In addition to the AS proportion, the average number of AS isoforms was also previously shown to be correlated with the size of gene families. It was shown that there were on average fewer AS isoforms in large gene families in both human and C. elegans [10, 11]. In order to investigate whether this phenomenon existed in our dataset, we calculated the average number of AS isoforms for different gene family sizes across different identity criteria as shown in Fig. 3. The big gene families (gene families having at least 8 paralogs) do have fewer AS isoforms in both human and mouse at all identity criteria. There are fewer AS isoform numbers in all sizes of gene families at higher identity criteria (>90 or >70). This is consistent with previous findings that the newly duplicated genes usually do not have AS [15]. On the other hand, at those lower identity criteria (>50, >30 or >10), the AS isoform numbers of those small and moderate gene families (gene family size no more than 7) increase and become larger than comparable singletons. It suggests that those anciently duplicated genes tend to evolve toward having more AS isoforms compared to those non-duplicated genes. Interestingly, we notice that there is a slight rise in the number of isoforms for those moderately sized gene families (gene family size 5 - 7) for both human and mouse, even at higher identity criteria (>90 and >70).

Figure 3
figure 3

Average number of AS isoforms. Average number of AS isoforms for singleton and duplicated genes across different identity criteria. For gene duplicates identified by >90 identity criterion (bars with darkest green) there is a decrease in the number of average AS isoforms compared to the number of average AS isoforms of singleton genes in both human and mouse. On the other hand, for those gene families identified by >30 or >10 identity criteria, the number of average AS isoforms in smaller gene families (≦7) is larger than singletons, which in turn is still larger than the average number in the big gene families (≧8).

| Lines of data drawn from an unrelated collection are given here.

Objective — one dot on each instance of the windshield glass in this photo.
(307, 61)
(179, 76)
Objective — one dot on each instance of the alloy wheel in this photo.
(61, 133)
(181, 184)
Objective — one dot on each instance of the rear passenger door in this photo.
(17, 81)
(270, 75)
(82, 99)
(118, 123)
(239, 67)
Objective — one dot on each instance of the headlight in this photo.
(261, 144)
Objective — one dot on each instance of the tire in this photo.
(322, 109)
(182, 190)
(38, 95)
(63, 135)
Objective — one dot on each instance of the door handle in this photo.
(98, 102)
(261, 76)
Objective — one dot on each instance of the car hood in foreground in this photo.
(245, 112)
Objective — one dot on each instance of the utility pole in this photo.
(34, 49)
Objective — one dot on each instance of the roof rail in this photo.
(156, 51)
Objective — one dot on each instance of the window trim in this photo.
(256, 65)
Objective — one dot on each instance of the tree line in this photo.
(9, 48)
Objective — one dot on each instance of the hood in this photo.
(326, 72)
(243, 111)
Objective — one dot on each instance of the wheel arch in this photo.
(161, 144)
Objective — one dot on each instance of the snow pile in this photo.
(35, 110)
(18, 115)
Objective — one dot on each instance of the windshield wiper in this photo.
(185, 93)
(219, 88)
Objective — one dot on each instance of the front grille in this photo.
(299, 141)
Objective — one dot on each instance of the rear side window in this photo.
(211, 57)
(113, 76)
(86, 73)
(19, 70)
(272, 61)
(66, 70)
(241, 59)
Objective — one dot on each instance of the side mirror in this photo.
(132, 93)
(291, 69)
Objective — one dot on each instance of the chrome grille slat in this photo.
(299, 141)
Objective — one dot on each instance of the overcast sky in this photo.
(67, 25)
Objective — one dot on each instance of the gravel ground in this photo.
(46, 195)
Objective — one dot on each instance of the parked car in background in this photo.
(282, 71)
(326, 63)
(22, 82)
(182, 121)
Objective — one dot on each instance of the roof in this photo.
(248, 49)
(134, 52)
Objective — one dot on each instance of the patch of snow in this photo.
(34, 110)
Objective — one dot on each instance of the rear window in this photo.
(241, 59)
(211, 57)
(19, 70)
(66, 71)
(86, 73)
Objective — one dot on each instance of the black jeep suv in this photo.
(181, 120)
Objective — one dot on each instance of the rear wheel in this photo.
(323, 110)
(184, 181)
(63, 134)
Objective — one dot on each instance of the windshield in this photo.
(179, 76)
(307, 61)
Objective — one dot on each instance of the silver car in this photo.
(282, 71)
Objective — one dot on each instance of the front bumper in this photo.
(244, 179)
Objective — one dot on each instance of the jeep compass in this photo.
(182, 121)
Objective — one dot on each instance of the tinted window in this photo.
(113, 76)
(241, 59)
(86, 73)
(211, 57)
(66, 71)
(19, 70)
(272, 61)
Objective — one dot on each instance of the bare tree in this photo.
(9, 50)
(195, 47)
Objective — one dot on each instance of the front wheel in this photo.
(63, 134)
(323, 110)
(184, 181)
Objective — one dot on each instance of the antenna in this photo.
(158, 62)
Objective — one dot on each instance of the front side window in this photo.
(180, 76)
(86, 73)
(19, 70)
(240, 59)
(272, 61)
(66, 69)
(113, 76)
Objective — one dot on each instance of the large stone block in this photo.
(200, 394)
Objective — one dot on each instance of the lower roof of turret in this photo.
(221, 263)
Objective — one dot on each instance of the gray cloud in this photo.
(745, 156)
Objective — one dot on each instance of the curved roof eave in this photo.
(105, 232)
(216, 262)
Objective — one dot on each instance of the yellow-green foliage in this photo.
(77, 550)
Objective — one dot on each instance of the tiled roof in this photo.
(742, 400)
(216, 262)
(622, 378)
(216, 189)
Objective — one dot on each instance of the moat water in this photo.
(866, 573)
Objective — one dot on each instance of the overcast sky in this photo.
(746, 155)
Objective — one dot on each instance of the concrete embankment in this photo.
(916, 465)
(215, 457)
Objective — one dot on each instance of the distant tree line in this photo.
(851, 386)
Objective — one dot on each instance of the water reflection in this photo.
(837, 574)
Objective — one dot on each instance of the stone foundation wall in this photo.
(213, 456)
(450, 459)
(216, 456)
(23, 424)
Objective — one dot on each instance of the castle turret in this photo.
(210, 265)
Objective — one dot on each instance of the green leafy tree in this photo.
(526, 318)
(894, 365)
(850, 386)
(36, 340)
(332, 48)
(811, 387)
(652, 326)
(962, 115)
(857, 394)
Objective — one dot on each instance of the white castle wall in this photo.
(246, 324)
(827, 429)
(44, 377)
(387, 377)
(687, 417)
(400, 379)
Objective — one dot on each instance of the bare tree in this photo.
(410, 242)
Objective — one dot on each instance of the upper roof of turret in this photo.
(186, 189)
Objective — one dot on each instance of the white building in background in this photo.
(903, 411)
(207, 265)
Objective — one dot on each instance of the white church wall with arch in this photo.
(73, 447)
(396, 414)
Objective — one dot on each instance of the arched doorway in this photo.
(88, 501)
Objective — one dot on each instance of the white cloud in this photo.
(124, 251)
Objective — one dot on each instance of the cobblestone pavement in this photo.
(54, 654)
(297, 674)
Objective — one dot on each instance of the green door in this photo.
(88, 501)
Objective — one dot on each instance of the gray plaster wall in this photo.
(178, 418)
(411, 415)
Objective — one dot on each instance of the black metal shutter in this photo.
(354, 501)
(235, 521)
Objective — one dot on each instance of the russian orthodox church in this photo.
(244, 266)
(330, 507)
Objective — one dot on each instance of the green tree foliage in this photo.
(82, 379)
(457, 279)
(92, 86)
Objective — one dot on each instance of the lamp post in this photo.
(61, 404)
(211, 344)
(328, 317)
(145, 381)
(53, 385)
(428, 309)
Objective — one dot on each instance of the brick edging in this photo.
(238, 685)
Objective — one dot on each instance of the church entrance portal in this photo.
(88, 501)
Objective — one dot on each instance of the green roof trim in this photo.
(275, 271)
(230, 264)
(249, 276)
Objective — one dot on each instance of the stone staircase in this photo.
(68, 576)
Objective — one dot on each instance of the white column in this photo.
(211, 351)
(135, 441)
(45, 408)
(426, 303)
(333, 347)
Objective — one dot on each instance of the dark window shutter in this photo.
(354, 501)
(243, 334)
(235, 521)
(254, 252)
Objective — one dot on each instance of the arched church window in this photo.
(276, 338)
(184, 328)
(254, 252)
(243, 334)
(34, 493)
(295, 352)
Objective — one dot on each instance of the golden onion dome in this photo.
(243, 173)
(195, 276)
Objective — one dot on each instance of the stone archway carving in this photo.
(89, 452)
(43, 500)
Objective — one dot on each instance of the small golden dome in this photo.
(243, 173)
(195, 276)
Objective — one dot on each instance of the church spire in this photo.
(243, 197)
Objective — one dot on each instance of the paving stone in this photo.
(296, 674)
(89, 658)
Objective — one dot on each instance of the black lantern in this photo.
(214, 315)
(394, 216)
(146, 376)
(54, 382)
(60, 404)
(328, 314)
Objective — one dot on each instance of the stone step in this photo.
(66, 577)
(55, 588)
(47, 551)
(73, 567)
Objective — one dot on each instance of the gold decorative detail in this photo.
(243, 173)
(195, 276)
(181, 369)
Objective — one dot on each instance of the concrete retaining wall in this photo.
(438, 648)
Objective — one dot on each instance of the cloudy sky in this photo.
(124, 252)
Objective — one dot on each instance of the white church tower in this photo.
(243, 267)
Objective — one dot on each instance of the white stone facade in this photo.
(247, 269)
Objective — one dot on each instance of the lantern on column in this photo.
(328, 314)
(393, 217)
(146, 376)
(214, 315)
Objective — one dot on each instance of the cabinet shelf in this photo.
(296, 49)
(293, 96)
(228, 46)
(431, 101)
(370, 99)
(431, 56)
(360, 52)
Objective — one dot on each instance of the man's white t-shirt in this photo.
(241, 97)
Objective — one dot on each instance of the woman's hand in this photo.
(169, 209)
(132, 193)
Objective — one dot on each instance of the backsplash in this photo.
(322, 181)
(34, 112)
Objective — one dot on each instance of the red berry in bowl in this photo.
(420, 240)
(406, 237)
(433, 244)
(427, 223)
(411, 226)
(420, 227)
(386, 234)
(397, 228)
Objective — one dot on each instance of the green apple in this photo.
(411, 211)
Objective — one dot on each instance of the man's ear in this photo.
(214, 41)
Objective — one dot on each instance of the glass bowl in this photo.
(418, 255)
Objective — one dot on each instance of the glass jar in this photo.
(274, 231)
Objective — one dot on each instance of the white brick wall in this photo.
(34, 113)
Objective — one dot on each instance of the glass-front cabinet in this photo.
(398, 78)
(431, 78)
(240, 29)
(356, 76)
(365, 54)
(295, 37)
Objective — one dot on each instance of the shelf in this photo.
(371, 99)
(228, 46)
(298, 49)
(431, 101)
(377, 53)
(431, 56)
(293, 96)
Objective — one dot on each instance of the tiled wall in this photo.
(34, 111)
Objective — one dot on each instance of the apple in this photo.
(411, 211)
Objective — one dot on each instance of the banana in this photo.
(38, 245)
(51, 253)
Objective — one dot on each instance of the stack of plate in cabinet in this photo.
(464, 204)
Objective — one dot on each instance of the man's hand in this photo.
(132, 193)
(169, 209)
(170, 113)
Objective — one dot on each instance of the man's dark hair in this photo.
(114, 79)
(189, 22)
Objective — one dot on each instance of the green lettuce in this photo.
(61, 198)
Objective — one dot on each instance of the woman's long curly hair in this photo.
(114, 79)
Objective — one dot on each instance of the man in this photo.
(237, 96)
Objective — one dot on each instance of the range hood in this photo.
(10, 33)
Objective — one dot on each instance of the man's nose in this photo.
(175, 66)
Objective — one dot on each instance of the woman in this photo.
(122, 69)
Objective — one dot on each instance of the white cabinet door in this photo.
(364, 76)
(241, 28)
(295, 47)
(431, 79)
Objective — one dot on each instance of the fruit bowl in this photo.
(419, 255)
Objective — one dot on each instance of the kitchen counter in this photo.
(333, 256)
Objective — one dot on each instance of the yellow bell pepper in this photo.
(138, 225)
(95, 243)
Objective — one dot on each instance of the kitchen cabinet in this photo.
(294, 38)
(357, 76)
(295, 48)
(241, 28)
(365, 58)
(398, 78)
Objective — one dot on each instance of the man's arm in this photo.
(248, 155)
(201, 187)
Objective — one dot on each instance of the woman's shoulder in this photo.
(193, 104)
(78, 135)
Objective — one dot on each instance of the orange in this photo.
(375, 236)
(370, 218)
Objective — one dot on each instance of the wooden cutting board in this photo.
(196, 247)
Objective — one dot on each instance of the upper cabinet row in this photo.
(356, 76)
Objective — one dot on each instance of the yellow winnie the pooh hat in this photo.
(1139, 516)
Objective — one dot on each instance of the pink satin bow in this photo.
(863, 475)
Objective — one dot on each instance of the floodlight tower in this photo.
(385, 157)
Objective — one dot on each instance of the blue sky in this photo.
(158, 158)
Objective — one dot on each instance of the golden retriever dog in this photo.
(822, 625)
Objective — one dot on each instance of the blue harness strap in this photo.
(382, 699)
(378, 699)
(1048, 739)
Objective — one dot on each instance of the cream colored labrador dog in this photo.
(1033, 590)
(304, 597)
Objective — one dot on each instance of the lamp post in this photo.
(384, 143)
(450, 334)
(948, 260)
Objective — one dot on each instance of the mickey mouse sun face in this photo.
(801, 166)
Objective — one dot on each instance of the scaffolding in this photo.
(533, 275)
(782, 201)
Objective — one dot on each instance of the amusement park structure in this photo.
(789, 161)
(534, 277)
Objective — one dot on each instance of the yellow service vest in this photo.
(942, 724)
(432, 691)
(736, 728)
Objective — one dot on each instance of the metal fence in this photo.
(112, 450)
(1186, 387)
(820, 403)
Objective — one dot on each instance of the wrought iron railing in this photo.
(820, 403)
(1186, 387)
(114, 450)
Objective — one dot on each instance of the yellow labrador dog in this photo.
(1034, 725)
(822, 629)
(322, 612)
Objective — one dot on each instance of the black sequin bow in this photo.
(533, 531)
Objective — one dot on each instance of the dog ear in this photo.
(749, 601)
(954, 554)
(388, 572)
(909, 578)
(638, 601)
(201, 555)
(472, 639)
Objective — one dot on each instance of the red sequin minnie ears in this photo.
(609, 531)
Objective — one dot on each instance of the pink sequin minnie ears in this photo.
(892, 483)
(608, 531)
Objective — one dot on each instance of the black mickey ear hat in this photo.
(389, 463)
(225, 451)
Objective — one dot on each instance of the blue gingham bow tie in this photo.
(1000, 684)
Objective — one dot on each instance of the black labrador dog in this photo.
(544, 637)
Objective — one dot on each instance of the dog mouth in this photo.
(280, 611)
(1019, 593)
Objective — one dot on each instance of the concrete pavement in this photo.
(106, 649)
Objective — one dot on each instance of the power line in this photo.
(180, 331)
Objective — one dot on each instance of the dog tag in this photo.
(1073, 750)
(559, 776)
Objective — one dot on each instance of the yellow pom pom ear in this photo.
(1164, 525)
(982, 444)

Features comparison among AS/no AS duplicates/singletons

The positive correlation between duplication and AS found at lower identity criteria indicates that there are genes that somehow tend to both gain duplication and undergo AS, while there are other genes that have neither in the long-term consideration. This suggests that there may be two extreme types of genes, one is more likely to become diverse whether through gene duplication or AS. The other type does not need to become diverse, and tends to remain as a single copy gene in the genome, and may also express only one transcript. In addition to these two extreme types of genes, there are still some genes which may gain either AS or duplication. We are interested in the differences in features between these four groups of genes which have not been examined in previous studies. In order to investigate these questions, we make comparisons among the following four groups: gene family where all of the members have AS (A_F), gene family where none of the members of the family has AS (N_F), AS singletons (A_S) and no AS singletons (N_S). We investigated the difference in protein length, domain number, evolutionary rate, and GO distribution in these four groups and found some significant and evident differences did exist.

Length of protein product

We plotted the distribution of protein length for all of these four groups of genes from human (Fig. 4). The average length of A_F is longer than N_S for both >10 and >50 identity criteria. We found that overall genes with AS were longer than those without AS. The same phenomena could be observed in mouse data as well (Additional file 1). This kind of difference was most evident for those duplicated gene families. We also found that the most recently duplicated genes without AS seems to be the shortest group. In a recent study, tandem exon duplications and following alternative splicing had been shown to increase the diversity of metazoans [20]. We propose that after gene duplication, some genes may have evolved to become longer (e.g. by exon duplication) and then gained AS, or they may have evolved to gain AS then became longer.

Figure 4
figure 4

Box plot of protein lengths. Protein length of four groups of genes: A_F, N_F, A_S, and N_S (for AS gene families genes, no AS gene families genes, AS singletons, no AS singletons, respectively) of human across three different identity criteria (>10, >50, >90). When comparing within the same identity and the same duplication status, the length of genes with AS are longer than genes without AS, and this tendency is especially obvious for duplicated genes (gene families) or at lower identity criterion (>10).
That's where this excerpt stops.